FXコラム

断固発言を繰り出した麻生大臣にドル円相場は大きく戻る展開

2016/08/09

連休明け実需のドル円買いニーズなどから仲値で戻したドル円は参議院で麻生大臣が断固とした姿勢で為替に臨むとすごんで見せたことから買戻しが大きく進み、なんと109円を越えるレベルにまで相場が復帰することとなりました。

長く為替の世界でトレードをしている古手のインターバンクディーラーに言わせると、断固という言葉は介入の合図となることが多くそのため用心して買い戻しをかけている投機筋も多くなっているようです。

■本当に介入は可能なのか?

4月22日のワシントンG20 会合以来米国は鮮明にドル安誘導をはじめているように見受けら、日本も為替操作の監視対象国にノミネートされるなど結構露骨な対応が目立ち始めています。

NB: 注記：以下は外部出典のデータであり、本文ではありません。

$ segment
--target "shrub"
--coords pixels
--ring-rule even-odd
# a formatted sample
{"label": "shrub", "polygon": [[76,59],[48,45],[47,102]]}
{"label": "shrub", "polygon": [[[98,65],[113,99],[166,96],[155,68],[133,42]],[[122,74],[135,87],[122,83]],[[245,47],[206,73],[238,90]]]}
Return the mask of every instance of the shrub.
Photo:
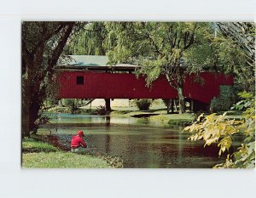
{"label": "shrub", "polygon": [[136,105],[140,110],[149,110],[149,106],[151,105],[151,99],[139,99],[136,100]]}

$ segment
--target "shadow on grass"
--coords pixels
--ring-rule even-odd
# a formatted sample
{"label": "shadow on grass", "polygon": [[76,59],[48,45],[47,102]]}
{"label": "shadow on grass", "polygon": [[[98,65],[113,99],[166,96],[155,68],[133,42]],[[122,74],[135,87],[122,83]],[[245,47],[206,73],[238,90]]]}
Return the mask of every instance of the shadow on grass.
{"label": "shadow on grass", "polygon": [[22,153],[56,152],[60,150],[49,144],[26,138],[22,140]]}

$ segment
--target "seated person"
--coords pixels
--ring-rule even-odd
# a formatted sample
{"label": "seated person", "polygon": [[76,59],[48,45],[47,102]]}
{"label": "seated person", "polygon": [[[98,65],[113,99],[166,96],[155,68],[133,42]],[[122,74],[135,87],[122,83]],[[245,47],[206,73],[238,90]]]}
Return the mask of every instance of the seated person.
{"label": "seated person", "polygon": [[83,152],[88,150],[87,144],[84,142],[83,131],[78,131],[77,134],[72,137],[71,140],[71,151],[72,152]]}

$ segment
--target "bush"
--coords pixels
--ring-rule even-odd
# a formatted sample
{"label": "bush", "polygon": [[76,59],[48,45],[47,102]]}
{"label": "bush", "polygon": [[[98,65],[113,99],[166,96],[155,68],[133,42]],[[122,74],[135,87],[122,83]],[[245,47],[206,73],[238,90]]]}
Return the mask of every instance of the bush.
{"label": "bush", "polygon": [[151,99],[139,99],[136,100],[136,105],[140,110],[149,110],[149,106],[151,105]]}

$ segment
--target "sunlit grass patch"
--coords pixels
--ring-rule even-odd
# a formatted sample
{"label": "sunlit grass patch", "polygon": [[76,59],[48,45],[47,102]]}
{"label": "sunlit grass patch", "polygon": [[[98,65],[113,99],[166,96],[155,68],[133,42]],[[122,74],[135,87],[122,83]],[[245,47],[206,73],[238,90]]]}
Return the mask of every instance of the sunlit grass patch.
{"label": "sunlit grass patch", "polygon": [[71,152],[26,153],[22,155],[25,168],[104,168],[111,167],[106,161],[90,155]]}
{"label": "sunlit grass patch", "polygon": [[56,152],[60,150],[48,143],[26,138],[22,140],[22,152]]}

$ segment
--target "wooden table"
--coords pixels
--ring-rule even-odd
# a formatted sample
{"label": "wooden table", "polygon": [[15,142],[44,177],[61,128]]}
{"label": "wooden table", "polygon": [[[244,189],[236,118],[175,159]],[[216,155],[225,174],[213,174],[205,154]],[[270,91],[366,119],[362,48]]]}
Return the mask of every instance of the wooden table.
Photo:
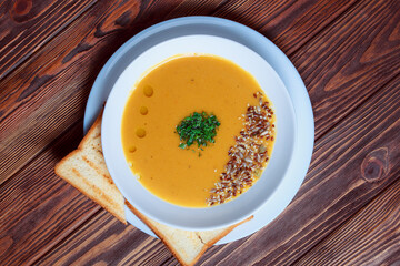
{"label": "wooden table", "polygon": [[82,139],[86,101],[110,55],[147,27],[194,14],[276,43],[300,72],[316,122],[292,203],[199,265],[400,265],[400,1],[6,0],[0,13],[1,265],[178,264],[53,167]]}

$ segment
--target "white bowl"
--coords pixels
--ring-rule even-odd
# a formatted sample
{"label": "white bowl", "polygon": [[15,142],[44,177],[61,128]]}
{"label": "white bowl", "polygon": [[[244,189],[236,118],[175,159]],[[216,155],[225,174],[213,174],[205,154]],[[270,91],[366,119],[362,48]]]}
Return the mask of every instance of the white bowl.
{"label": "white bowl", "polygon": [[[170,204],[146,190],[130,171],[121,143],[121,120],[129,92],[142,74],[176,54],[209,53],[226,58],[250,72],[272,101],[276,143],[261,178],[238,198],[213,207],[189,208]],[[141,53],[114,83],[107,100],[101,125],[101,142],[107,167],[117,187],[137,209],[172,227],[207,231],[229,226],[262,206],[284,178],[296,142],[293,108],[279,75],[252,50],[234,41],[212,35],[187,35],[161,42]]]}

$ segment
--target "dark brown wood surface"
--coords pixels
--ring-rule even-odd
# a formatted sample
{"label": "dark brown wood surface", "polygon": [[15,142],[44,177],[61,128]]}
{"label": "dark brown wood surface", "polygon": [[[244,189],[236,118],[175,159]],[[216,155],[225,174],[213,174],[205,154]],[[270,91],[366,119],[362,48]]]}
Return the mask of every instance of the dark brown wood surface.
{"label": "dark brown wood surface", "polygon": [[400,2],[0,3],[0,265],[177,265],[57,177],[82,137],[91,85],[157,22],[216,16],[274,42],[309,91],[316,145],[292,203],[198,265],[400,265]]}

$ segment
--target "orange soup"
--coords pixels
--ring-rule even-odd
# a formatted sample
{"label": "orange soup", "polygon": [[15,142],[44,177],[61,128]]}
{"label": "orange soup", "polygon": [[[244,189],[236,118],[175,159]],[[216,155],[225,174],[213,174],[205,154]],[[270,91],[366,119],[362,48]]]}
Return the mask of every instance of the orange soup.
{"label": "orange soup", "polygon": [[[259,104],[256,94],[261,92],[251,74],[214,55],[176,57],[154,66],[131,91],[122,116],[131,171],[169,203],[209,206],[206,200],[230,160],[228,151],[243,129],[244,114]],[[181,149],[177,125],[193,112],[218,119],[214,143]]]}

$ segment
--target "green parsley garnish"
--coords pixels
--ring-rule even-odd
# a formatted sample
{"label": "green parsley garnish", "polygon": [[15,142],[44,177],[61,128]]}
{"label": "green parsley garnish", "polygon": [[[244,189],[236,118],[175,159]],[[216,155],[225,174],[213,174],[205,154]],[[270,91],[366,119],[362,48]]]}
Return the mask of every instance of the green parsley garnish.
{"label": "green parsley garnish", "polygon": [[194,142],[198,144],[198,147],[207,146],[207,143],[214,143],[219,125],[220,122],[216,115],[208,115],[206,112],[194,112],[177,125],[177,133],[181,140],[179,147],[186,149]]}

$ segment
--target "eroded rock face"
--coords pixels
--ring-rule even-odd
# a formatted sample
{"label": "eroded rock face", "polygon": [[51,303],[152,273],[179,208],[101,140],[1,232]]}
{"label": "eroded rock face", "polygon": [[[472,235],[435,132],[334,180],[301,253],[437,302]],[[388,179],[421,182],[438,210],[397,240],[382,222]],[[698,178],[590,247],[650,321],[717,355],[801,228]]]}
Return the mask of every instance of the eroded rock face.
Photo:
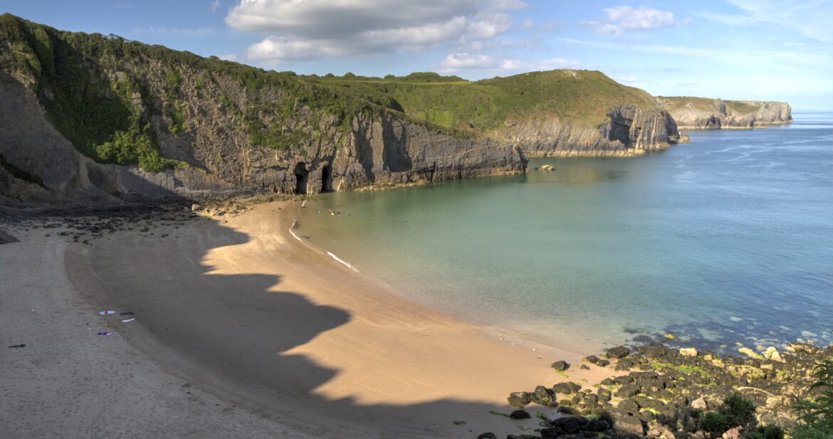
{"label": "eroded rock face", "polygon": [[[222,199],[257,192],[319,193],[485,175],[523,172],[516,147],[488,138],[456,138],[397,120],[392,113],[355,117],[342,137],[318,139],[297,151],[250,145],[223,128],[227,115],[208,102],[193,111],[202,123],[178,136],[150,117],[160,149],[184,169],[147,172],[97,163],[80,154],[49,123],[34,93],[0,72],[0,153],[42,179],[22,181],[0,170],[0,202],[50,204],[119,200]],[[192,105],[197,105],[195,101]]]}
{"label": "eroded rock face", "polygon": [[632,156],[687,142],[664,110],[633,105],[611,108],[608,121],[582,127],[557,118],[510,122],[491,135],[516,143],[531,157]]}
{"label": "eroded rock face", "polygon": [[[711,102],[701,98],[658,97],[681,128],[751,129],[792,122],[792,108],[786,102],[764,101]],[[729,102],[727,105],[726,102]]]}

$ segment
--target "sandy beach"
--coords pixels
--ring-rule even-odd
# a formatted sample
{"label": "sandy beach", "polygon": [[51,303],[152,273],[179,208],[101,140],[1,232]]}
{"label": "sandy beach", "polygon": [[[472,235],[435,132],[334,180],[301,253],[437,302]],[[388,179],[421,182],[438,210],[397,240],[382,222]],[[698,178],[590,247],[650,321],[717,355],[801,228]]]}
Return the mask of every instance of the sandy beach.
{"label": "sandy beach", "polygon": [[293,237],[298,208],[89,245],[9,229],[21,242],[0,247],[2,339],[27,346],[0,357],[2,436],[500,437],[537,426],[490,411],[566,381],[551,362],[573,363],[570,381],[610,373],[578,368],[594,352],[499,337],[397,297]]}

麻生財務大臣をはじめ安倍首相や菅官房長官などは、米国の動きとは裏腹に日本は介入可能と豪語していますが、国内向けの発言なのか、本当に介入ができるのかの見分けがかなり難しく
なってきていることは事実です。

ただ、市場から聞こえてくる噂ではこの連休も首相官邸は本当に介入できる臨戦態勢をとったことだけは事実のようで、発射ボタンだけは押さずにドル円の下落を許してしまったようです。

■スムージングといえども米国の理解を得るのは至難の業

安倍首相も浅生財務大臣も為替介入は可能であると連呼していますが、感情的な発言を別にすれば、本当にスムージングと称しても介入が米国の理解を得られるためには1日に3円以上の下落や短期間に10円下落するようなことが起きない限りはなかなか難しいのが現実的な状況であり、伊勢志摩サミットの直前段階でそこまで押し切った介入ができるのかどうかにはかなりの疑問が残ります。

参議院選挙を前にして株も為替も下げたくないにも関わらず、日銀がまさかのゼロ回答で大きく相場を下げさせてしまったことに対して首相官邸がかなりいらついていることは十分にわかりますが、果たしてそれが勢いにのって為替介入にまで進展できるのかどうかが大きな注目点となります。

恐らく外人の投機筋も政権の反応をうかがっていることは間違いなく、伊勢志摩サミットでの主要国の為替に対する反応を見た上で再度仕掛けをしてくれる可能性も高まってきています。

一旦は105円台をつけたことから市場にも一定の達成感はでたはずで、ショートも溜まってきていることからある程度の戻りを試すことはありそうですがここからどんどん上を目指すというわけにはいかない状況です。

■110円台では売り遅れの実需輸出税の売りが待っている

政権としてはとにかく円高による企業収益の悪化を防ぐためになんとか円安誘導をしたいのでしょうが、ドル円が上昇する段階では実需の輸出税のドル売り円買いがびっしり待っているのもまた事実で、輸出税が円安の足かせになるというなんとも皮肉な状況が継続しています。

ここからどこで上値が重くなるか慎重に確認した上で戻り売りを試したいところですが、市場全体としてドル円の上昇を支援する材料はきわめて限定的であり、仮に伊勢志摩サミットに向けて政策対応が出尽くす形になるとまたしても相場は売られる展開が継続する可能性が高まります。

また日本の介入姿勢をめぐって米国サイドからけん制する発言が飛び出せば、再度下攻めの機会が到来することになり、当面相場から目が話せない状況となってきています。

ドル円はえらく大きく戻したような気がしますが日銀の政策決定前のレベルは111.870円レベルですから、そこまでの回復もはかられておらず現実的には110円台に載せるのもかなり難しいものと思われます。

超短期的にはドル円は下げれば買いで参入してもとれそうな気配ですが、大筋としては戻りを
しっかり売って待つことがお勧めとなります。